China has flagged a possible boycott of Australian universities as bilateral tensions rise over Australia’s call for an independent inquiry into the origins of the coronavirus.
China’s ambassador to Australia, Cheng Jingye, said Australia risked inflaming resentment among Chinese parents by “teaming up with … forces in Washington to launch a kind of political campaign against China.”
“People would think, why should we go to such a country that is not friendly to China?” Cheng told the Australian Financial Review. “The parents of the students would … think whether this place which they’ve found is even hostile is the best place to send their kids.”
The remarks suggest that geopolitical tensions, long considered the factor most likely to undermine Chinese enrollments in Australia, could stifle the resurgence of student flows after travel bans are lifted.
Beijing has already barred Chinese mainlanders from starting tertiary courses in Taiwan, citing the “current relationship between the two sides of the Taiwan Strait” as well as coronavirus-related restrictions, according to The South China Morning Post. The move is considered a tit-for-tat response to Taipei’s temporary ban on Chinese students returning to the island to limit the pandemic’s spread.
China has previously linked political disputes with student flows. In late 2017, China’s embassy in Canberra warned the country’s students about safety risks in Australia, citing an increase in assaults and “insulting incidents.”
While the warning followed two violent attacks in Canberra, it emerged amid heightened tensions over Australia’s proposed counterespionage laws and China’s reported meddling in Australian politics.
Some experts say veiled threats about student flows are part of the saber rattling during political disputes, and that more concrete interventions -- such as denying students permission to leave China -- are unlikely. However, potentially a bigger danger is that Chinese parents sense the political mood and unilaterally avoid countries considered out of favor with Beijing.
The number of new students applying to Australian universities from the Chinese mainland has changed little in the past four years, after almost tripling over the previous five years, when bilateral relations were warmer.
The coronavirus-induced plunge in international enrollments, particularly from China, is the main factor in the financial upheaval confronting Australian universities. Around a dozen institutions so far have disclosed public estimates of their anticipated losses this year, with forecasts averaging about 250 million Australian dollars ($163 million).

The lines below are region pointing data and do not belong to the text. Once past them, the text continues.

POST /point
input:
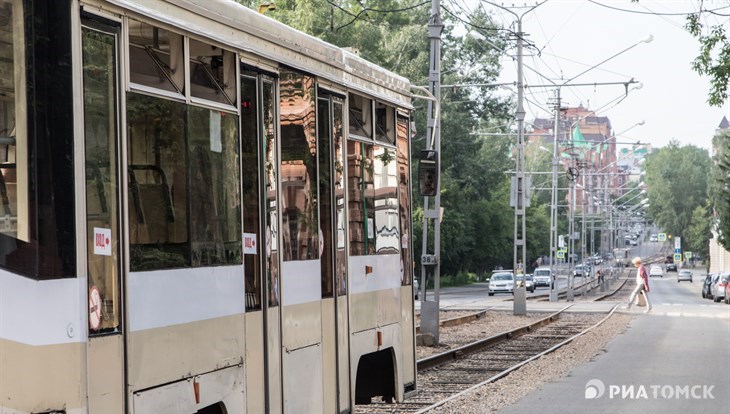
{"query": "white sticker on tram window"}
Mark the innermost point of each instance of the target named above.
(249, 243)
(102, 241)
(215, 132)
(94, 308)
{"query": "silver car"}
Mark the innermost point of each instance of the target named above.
(718, 286)
(542, 276)
(684, 275)
(501, 282)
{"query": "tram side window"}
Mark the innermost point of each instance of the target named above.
(384, 123)
(212, 73)
(156, 57)
(158, 212)
(361, 200)
(300, 218)
(215, 202)
(251, 198)
(361, 116)
(404, 197)
(172, 190)
(37, 209)
(385, 184)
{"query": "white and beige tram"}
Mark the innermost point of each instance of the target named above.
(203, 210)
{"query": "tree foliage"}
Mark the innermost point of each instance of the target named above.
(676, 180)
(714, 57)
(720, 188)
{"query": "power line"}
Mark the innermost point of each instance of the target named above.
(653, 13)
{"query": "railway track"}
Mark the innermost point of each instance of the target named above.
(447, 375)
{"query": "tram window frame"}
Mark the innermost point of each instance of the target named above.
(360, 121)
(359, 186)
(384, 123)
(405, 201)
(251, 183)
(167, 59)
(299, 221)
(212, 76)
(45, 245)
(193, 237)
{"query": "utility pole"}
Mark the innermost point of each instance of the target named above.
(554, 204)
(520, 293)
(430, 309)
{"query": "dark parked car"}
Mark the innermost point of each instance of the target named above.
(706, 285)
(718, 286)
(684, 275)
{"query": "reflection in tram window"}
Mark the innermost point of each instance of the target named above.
(404, 195)
(324, 135)
(250, 181)
(300, 219)
(215, 207)
(338, 150)
(270, 183)
(102, 204)
(361, 198)
(160, 170)
(155, 57)
(37, 192)
(384, 123)
(387, 228)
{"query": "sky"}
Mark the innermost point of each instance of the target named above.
(572, 36)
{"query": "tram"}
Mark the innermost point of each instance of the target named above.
(203, 211)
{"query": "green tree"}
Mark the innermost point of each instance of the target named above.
(698, 233)
(720, 187)
(676, 180)
(714, 56)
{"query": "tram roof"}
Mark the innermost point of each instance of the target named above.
(257, 35)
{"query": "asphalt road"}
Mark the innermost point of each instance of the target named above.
(675, 359)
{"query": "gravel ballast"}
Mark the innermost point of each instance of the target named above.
(490, 398)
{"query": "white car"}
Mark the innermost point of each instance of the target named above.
(502, 282)
(542, 276)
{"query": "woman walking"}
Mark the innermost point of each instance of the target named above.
(642, 284)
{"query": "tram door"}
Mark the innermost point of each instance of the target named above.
(105, 349)
(334, 251)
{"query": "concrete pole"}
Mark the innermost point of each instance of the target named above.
(520, 293)
(430, 309)
(554, 203)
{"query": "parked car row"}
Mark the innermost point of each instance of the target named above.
(716, 287)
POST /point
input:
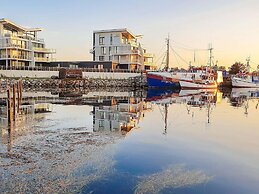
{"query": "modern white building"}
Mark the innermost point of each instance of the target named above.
(120, 46)
(21, 47)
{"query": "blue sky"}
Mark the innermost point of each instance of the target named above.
(231, 26)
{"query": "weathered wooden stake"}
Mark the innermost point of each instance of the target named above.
(18, 96)
(14, 101)
(9, 104)
(20, 91)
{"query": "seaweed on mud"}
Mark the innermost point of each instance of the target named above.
(173, 177)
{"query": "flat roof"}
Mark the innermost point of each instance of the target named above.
(125, 30)
(12, 26)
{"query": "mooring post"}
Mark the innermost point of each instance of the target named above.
(9, 107)
(18, 98)
(14, 101)
(20, 91)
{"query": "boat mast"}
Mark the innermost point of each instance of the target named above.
(210, 49)
(248, 64)
(167, 53)
(166, 115)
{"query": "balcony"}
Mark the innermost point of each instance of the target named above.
(14, 46)
(148, 55)
(16, 57)
(43, 59)
(44, 50)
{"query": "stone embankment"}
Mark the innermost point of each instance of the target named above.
(136, 82)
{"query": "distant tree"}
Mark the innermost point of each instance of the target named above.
(236, 68)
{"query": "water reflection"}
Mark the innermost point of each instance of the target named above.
(118, 115)
(191, 98)
(86, 140)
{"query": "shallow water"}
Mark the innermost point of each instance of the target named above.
(166, 142)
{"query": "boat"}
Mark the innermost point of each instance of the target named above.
(199, 80)
(191, 79)
(245, 79)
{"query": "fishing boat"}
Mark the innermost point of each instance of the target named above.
(191, 79)
(246, 80)
(201, 80)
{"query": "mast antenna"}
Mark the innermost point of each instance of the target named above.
(167, 52)
(210, 49)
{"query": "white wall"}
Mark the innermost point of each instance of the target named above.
(31, 74)
(48, 74)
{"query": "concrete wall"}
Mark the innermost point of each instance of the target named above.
(31, 74)
(48, 74)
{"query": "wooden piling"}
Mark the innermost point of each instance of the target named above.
(14, 101)
(9, 108)
(18, 97)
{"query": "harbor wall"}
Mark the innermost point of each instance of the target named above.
(48, 74)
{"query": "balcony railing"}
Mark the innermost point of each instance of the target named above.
(19, 57)
(16, 46)
(45, 50)
(43, 59)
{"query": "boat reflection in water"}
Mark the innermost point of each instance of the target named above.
(240, 97)
(202, 98)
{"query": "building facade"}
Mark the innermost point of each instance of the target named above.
(20, 47)
(120, 46)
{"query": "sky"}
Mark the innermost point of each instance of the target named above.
(231, 26)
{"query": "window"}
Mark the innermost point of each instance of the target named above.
(101, 40)
(101, 58)
(111, 39)
(103, 50)
(116, 49)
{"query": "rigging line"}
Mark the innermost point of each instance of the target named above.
(162, 61)
(158, 59)
(179, 56)
(187, 47)
(176, 59)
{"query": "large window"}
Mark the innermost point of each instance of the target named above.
(116, 50)
(101, 40)
(103, 50)
(101, 58)
(111, 39)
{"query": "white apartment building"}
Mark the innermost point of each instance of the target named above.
(121, 47)
(21, 47)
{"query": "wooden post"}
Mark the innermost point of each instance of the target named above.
(18, 97)
(14, 101)
(20, 91)
(9, 107)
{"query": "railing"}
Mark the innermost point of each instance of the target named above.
(11, 45)
(25, 68)
(44, 50)
(43, 59)
(22, 57)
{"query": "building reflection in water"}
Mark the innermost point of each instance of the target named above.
(240, 97)
(119, 115)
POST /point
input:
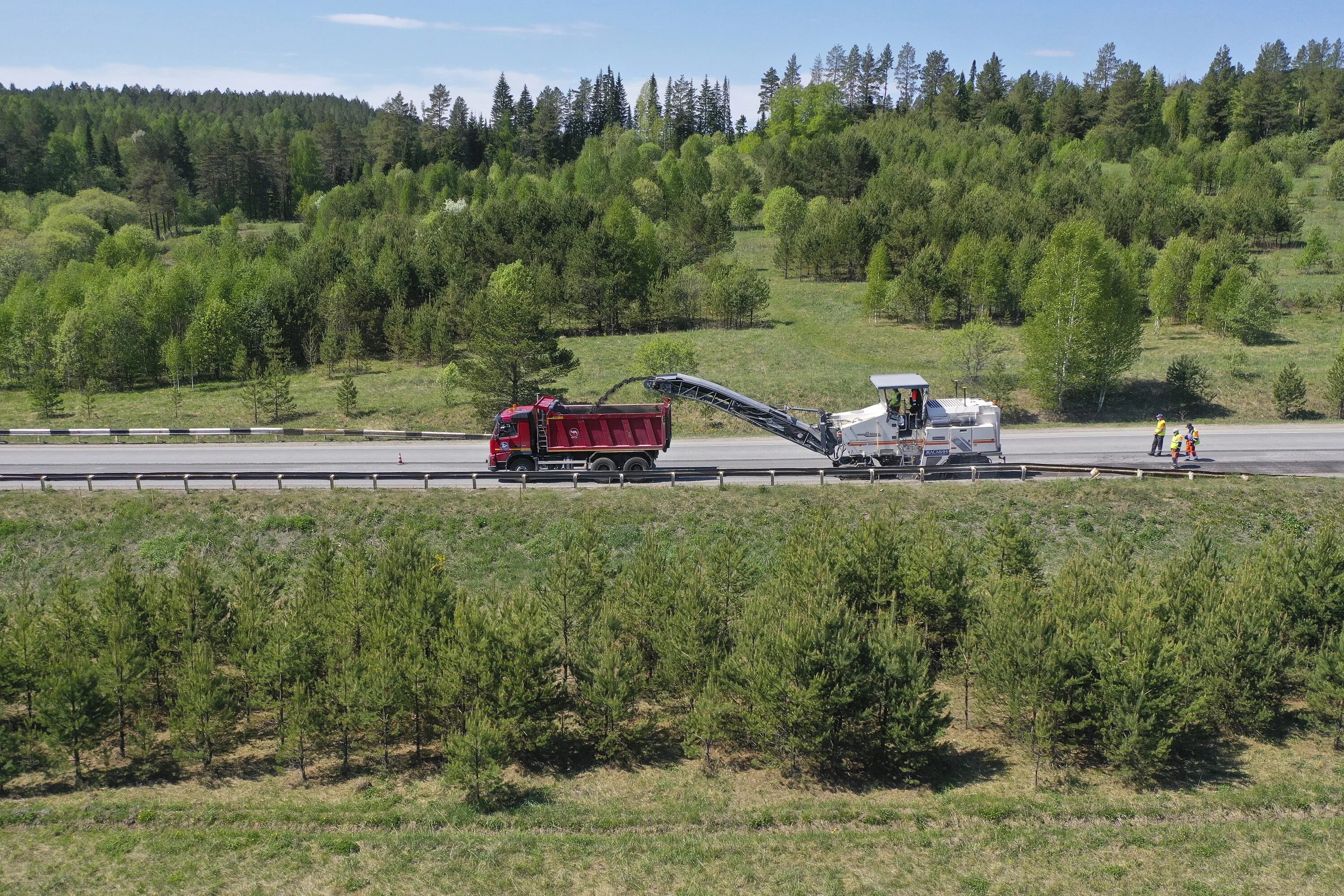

Despite this, Australia’s government has twice changed the rules underpinning its JobKeeper employment subsidy scheme to ensure universities are excluded. Asked why on ABC’s Q&A program, Education Minister Dan Tehan said, “Universities should face the same requirements as large businesses.”
University of Sydney deputy vice chancellor Lisa Jackson Pulver said universities were “very different” from big business. “We don’t have shareholders,” she told the program. “The benefit of our work is research, educated people and a strong nation.
“To have us in the type of strife we’re in at the moment will have consequences for how we consider ourselves to be a clever country.”
National Tertiary Education Union president Alison Barnes said 21,000 academics were “looking at losing work.” New South Wales Education Department secretary Mark Scott said he was “astounded” that universities did not attract as much political support as the mining or tourism sectors.
“This is a vital industry, important to the future of the nation, facing very significant threat now,” he told the program.